Today the Office of the Civil Defense and the National Disaster Risk Reduction and Management Council will hold the first of their quarterly nationwide earthquake drills, and the timing could not have been more inconspicuous.
As anyone who’s monitored the news knows by now, the earthquakes in Japan, Ecuador and Myanmar resulted in the deaths of hundreds and devastated homes and buildings.
In one report, Japanese authorities are said to be racing against time to rescue those buried under the rubble, a lot of whom are said to be children. Ecuador has mobilized hundreds of police and nearly its entire armed forces in search and rescue operations that are seen to last days, even weeks.
The Philippines has had its unenviable share of experiences with earthquakes, and in Cebu, the epicenters were located outside the province.

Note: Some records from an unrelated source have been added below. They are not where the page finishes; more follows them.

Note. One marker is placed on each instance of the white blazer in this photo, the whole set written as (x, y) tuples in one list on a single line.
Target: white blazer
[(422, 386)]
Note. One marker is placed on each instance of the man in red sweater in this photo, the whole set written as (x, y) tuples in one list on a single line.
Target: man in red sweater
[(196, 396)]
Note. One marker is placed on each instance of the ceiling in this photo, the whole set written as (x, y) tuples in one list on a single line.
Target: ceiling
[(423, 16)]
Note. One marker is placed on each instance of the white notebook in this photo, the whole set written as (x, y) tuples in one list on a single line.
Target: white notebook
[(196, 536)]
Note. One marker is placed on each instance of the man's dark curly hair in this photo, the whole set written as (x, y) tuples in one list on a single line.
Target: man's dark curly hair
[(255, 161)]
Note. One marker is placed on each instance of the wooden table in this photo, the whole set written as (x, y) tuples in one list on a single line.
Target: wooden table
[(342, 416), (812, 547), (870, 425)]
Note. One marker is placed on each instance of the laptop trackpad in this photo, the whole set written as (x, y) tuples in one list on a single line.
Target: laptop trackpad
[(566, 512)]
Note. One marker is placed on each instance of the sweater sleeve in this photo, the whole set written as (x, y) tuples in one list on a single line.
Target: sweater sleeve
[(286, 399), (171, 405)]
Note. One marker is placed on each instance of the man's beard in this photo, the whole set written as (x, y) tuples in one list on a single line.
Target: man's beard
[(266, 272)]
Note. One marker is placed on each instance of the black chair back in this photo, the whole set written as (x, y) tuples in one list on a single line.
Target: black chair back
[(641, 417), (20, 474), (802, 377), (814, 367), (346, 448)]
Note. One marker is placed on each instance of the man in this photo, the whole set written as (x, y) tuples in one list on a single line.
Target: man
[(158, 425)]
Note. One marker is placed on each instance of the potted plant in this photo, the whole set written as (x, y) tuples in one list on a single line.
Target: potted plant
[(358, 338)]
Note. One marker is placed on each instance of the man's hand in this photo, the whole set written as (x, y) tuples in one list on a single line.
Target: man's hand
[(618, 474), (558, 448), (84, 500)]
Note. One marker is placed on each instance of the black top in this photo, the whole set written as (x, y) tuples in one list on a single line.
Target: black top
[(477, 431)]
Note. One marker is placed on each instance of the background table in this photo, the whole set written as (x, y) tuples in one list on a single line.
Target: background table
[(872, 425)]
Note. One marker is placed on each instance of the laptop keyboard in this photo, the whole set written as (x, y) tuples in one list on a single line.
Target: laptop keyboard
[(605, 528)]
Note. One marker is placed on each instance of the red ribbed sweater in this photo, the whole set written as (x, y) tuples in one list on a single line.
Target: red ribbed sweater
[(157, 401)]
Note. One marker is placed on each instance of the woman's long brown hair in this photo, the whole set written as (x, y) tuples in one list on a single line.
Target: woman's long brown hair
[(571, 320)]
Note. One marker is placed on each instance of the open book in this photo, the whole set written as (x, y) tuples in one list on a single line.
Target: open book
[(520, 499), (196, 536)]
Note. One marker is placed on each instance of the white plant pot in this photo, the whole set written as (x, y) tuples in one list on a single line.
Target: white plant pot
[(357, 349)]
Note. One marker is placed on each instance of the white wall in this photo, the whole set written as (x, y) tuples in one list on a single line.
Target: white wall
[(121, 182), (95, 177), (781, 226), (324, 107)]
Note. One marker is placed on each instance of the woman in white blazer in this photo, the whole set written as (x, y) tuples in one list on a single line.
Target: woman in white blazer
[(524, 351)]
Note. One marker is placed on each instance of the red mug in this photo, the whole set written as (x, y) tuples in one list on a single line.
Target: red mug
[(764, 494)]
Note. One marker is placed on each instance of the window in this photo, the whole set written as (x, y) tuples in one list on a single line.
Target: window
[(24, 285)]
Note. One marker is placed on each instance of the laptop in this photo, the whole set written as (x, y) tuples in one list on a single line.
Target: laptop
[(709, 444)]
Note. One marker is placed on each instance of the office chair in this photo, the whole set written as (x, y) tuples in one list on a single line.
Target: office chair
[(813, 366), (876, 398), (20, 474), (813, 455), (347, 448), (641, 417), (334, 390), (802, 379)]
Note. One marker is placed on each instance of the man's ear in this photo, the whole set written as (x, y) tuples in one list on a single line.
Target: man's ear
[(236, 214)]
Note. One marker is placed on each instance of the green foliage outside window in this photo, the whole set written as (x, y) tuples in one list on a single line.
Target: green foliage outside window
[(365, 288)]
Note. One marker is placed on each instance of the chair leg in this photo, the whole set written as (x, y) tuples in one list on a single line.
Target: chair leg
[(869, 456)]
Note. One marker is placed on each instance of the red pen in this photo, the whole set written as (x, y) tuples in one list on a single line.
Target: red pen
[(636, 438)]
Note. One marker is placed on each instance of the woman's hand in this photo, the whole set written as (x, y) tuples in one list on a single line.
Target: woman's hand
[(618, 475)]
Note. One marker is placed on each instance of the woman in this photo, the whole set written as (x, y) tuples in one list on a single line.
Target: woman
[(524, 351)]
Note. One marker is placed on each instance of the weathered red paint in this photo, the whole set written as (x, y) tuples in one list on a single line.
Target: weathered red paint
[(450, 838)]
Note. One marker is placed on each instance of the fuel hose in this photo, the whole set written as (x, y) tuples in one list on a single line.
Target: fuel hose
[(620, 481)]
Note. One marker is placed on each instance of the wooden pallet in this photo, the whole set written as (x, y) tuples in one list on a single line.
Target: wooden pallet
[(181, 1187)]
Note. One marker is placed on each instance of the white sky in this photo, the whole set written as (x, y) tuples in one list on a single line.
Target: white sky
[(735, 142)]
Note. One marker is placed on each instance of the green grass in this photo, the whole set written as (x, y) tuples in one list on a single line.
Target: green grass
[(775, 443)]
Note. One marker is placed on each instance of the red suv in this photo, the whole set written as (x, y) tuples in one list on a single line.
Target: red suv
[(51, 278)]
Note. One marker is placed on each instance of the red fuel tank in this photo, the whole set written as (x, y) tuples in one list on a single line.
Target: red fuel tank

The first was in Negros Oriental in Feb. 8, 2012. It registered a 6.5 on the Richter scale and lasted several seconds.
It didn’t cause serious damage, but it gained notoriety when a misguided blocktimer caused mass hysteria at Barangay Pasil all the way up to Fuente Osmeña by screaming something that sounded like “tsunami.”
It was later found out to much relief and consternation that the blocktimer actually referred to his daughter “Chona Mae.” He faced charges for causing public disturbance.
The second and more severe earthquake of Oct. 15, 2013 originated in Bohol province and caused majority of the damage there; but it didn’t spare Cebu and damaged the Pasil market and some church buildings.
It had been pointed out that were it not for the declaration of Eid’l Adha as a regular holiday on that date, schoolchildren and students would have been hurt or worse killed due to panic and the absence of enough safety exits in their school buildings.
Though the Philippine Institute of Volcanology and Seismology said the likelihood of yet another earthquake that was as strong or more severe than the 2013 quake may be lower, the seismic phenomenon’s unpredictability is what makes it dangerous.
The Japanese have made earthquake preparations an essential requirement for any civilian, and earthquake emergency kits are available in every public place and office building for use.
In Cebu City, there was supposed to be an assessment of the durability of old buildings in the downtown area. What happened to it, and was there anything significant done to implement the recommendations?
More importantly, are the people of Cebu ready to act in case they are hit with yet another earthquake — maybe not in the province but someplace nearby which can be strong enough to do more damage?
The news stories of the earthquake victims in Japan and Ecuador should spur Cebu’s local governments to do a better job of preparing their constituents in surviving quakes.